“This story is neither an accusation nor a confession, and least of all an adventure, for death is not an adventure to those who stand face to face with it.” Unmissverständlich macht Regisseur Lewis Milestone (Meuterei auf der Bounty) mit dieser Titelkarte zu Beginn von Im Westen nichts Neues klar, welche Haltung der vielleicht erste Klassiker seines Genres zum Ausdruck bringt. Eine Position zwischen den Fronten, eine Position, die keine Nation zum Feind hat, sondern nur den Krieg selbst. Dieses eigensinnige Ungetüm, das sich in unstillbarer Gier nach Blut und Zerstörung sehnt und dabei ebenjene bestraft, die am wenigsten dafürkönnen. Nur gute zehn Jahre nach Ende des ersten Weltkriegs erschien Erich Maria Remarque (Der letzte Akt) erschütternder Roman Im Westen nichts Neues, der in niederschmetternder Sachlichkeit nicht nur die thematisierten Ereignisse ad absurdum führt, sondern gleichsam die noch schmerzlichere Wiederholung der selbigen vorwegnimmt.

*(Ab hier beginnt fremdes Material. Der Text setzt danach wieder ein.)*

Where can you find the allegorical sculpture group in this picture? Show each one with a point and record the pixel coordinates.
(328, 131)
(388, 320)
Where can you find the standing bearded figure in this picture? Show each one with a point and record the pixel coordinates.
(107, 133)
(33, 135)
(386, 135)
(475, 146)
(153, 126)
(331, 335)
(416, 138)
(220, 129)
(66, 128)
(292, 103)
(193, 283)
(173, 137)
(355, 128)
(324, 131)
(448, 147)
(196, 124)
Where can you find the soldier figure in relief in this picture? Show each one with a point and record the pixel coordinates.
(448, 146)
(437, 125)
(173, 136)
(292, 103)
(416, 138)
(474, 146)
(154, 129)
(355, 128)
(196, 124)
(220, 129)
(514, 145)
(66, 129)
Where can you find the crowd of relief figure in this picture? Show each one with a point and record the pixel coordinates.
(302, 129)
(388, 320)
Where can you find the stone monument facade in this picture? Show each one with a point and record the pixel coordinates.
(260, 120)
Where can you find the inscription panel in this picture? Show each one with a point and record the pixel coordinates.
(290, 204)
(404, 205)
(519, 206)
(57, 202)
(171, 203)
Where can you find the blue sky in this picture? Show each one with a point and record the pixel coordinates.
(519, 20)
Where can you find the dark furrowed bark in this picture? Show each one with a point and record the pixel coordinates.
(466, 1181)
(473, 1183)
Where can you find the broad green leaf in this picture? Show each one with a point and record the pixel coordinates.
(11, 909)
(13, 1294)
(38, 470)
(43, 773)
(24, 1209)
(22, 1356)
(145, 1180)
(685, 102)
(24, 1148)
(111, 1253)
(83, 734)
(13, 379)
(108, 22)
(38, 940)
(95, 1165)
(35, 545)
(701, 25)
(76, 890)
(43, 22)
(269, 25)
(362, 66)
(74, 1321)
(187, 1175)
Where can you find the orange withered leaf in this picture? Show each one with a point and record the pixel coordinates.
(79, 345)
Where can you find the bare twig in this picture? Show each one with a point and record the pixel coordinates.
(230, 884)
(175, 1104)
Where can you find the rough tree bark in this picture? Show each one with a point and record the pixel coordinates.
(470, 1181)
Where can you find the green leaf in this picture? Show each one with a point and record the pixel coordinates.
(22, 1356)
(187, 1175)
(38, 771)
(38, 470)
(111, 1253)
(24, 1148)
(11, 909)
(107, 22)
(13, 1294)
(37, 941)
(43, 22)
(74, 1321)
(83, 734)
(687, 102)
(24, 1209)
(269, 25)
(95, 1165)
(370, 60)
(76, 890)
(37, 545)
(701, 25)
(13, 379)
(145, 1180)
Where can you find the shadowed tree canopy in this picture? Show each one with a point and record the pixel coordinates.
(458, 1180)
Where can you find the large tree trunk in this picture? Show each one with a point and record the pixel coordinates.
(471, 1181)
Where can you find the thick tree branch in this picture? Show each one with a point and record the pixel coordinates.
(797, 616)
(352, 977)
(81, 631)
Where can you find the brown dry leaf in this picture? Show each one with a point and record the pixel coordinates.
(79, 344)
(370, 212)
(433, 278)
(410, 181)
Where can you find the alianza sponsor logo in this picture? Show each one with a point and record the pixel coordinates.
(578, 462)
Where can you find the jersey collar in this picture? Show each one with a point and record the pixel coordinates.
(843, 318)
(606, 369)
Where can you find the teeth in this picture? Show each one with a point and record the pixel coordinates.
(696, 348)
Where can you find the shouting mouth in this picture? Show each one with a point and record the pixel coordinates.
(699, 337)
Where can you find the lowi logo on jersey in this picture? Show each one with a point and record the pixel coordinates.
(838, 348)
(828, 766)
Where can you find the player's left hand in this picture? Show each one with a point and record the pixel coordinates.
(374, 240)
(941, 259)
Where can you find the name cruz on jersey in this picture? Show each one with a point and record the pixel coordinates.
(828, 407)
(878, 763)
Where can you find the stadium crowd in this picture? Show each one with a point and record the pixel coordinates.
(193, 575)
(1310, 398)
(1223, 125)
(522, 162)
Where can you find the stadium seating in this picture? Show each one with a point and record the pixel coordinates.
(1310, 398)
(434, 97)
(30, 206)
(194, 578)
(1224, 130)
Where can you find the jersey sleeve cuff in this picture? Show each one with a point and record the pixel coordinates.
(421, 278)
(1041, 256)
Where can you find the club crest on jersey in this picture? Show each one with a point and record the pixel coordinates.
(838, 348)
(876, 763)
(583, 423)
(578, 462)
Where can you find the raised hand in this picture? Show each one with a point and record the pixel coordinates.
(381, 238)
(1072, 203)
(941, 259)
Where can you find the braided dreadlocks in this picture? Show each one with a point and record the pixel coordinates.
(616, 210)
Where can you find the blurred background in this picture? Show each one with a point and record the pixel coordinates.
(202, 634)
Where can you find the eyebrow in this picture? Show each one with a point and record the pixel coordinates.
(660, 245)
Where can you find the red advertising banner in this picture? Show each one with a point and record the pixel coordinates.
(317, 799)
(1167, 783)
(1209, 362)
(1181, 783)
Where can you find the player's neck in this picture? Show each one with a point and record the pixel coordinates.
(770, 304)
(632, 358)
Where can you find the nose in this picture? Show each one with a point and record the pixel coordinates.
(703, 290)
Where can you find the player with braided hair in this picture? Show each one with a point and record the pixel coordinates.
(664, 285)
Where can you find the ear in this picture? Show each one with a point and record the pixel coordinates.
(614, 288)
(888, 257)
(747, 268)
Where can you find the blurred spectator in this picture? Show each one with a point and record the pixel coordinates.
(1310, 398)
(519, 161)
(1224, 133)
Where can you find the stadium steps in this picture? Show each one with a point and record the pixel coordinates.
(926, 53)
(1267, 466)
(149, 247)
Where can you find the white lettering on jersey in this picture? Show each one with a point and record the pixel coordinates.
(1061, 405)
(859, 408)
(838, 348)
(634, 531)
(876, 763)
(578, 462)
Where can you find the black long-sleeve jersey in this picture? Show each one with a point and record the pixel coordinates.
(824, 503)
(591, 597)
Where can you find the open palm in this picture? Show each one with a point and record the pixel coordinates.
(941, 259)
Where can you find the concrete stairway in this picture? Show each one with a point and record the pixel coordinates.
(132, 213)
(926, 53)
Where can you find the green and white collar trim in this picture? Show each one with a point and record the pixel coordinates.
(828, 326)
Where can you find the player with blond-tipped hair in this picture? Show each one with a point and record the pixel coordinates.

Seine Wirkung war dermaßen weitreichend, dass bereits 1930 eine filmische Adaption umgesetzt wurde. An der Grenze zwischen Stumm- und Tonfilm verschafft sich Milestones stilprägendes Werk seinen Platz in der Filmgeschichte - ein Umstand, der sich auf den fertigen Film niederschlagen sollte. Mit Preisen, darunter auch zwei Oscars, überhäuft, avancierte er schnell zu einem Phänomen, das nicht überall willkommen war. Es fällt nicht schwer Gründe dafür zu finden, warum sich vor allem die NSDAP vehement gegen den Film ausgesprochen hat - seine Wirkung und seinen Standpunkt unterstreicht dieses Vorgehen nur zusätzlich. Erzählt wird die Geschichte des Gymnasiasten Paul (Lew Ayres) und seiner Mitschüler, die angespornt von ihrem Lehrer direkt vom Klassenzimmer an die Front wechseln und alsbald von den Wirrungen des Krieges überrascht werden.
Seinen Rhythmus passt Im Westen nichts Neues daher auch direkt seinen Hauptfiguren an. Im Eiltempo wird die Uniform an den Leib geschnallt, in freudiger Erwartung ausgerückt. Weder dem Film, noch seinen Protagonisten kann es schnell genug gehen und auch die Grundausbildung begreifen beide als notwendiges Übel. An der Front angekommen verlangsamt der Film sein Tempo zusehends, verfällt in eine angespannte Ruhe, die sich so auch direkt auf den Betrachter überträgt. Vorbei sind die naiven Vorstellungen der jungen Soldaten, was nun auf sie wartet ist einzig und allein der Tod. Gerade das Verweilen, die stetige Anspannung und das Verharren im Schützengraben wird zur unerträglichen Tortur und schnell muss auch der begeistertste Soldat einsehen, dass nichts Heldenhaftes daran ist, hungrig im Dreck zu liegen und angsterfüllt für sein Vaterland zu sterben.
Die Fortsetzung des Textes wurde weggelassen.